UK city leaders meet Barnier to talk Brexit

22 Feb 18

Leaders from some of the UK’s largest cities met with Michel Barnier this week to make a case for their cities’ interests in the Brexit negotiations.

Core Cities UK, which represents the largest industrial areas outside of London, attended a joint meeting with Eurocities who bring together 140 of Europe’s largest cities, to highlight the interests of local authorities in Brexit discussions.

The groups met with Barnier, the EU’s chief negotiator, and Guy Verhofstadt, the European Parliament’s Brexit co-ordinator, at the European Commission’s Headquarters on 19 February.

Judith Blake, chair of Core Cities UK and leader of Leeds City Council, said: “Our joint meeting is to promote the interests of our local communities, businesses and institutions in future links with other European cities.

“Growth from the Core Cities will play a critical role to the success of the UK’s post-Brexit economy.

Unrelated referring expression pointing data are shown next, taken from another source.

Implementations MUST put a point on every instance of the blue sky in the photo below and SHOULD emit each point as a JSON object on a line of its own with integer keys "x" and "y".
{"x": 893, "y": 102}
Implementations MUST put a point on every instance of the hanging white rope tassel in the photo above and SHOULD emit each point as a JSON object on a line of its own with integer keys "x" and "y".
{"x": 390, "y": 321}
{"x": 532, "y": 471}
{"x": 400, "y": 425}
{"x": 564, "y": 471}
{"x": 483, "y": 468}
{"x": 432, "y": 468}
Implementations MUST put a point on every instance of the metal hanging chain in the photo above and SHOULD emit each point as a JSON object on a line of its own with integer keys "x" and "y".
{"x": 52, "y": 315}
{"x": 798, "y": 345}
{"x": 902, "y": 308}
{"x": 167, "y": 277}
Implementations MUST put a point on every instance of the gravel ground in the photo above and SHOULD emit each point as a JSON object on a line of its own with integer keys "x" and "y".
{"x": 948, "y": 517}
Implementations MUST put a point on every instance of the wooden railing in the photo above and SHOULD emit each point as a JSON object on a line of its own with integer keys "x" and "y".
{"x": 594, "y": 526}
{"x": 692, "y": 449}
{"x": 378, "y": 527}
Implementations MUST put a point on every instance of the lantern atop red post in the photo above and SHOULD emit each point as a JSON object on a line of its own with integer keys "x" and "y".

“If all of our places performed just at the national economic average, it would put an additional £70-£90bn into the economy every year.”

Core Cities UK noted that their member areas are home to 20 million people and generate 25% of the British economy.

The organisation has also calculated that exports from Core Cities amounted to more than £72bn in 2016, of which 48% went to the EU.

Blake said: “International evidence suggests that the most productive cities have the most power over spending on local priorities.

“Our message to the government is to deliver a domestic reform agenda that allows cities to take back control on issues such as skills and local economic development.”

Bristol Mayor Marvin Rees, who attended the meeting, highlighted Mr Barnier's committment to maintaining exisitng relationships with UK cities. 

He said: “Mr Barnier listened to our views as city leaders and said he is determined to find frameworks for future relations and that the challenges we face are better tackled together.

“And although he made it clear that his negotiations need to take place within a Westminster context, we hope that greater access to and traction with government will be a key outcome of the visit.”

A Department for Exiting the European Union spokesperson said: “We are seeking an unprecedented, comprehensive and ambitious economic partnership – one that works for all parts of the UK.”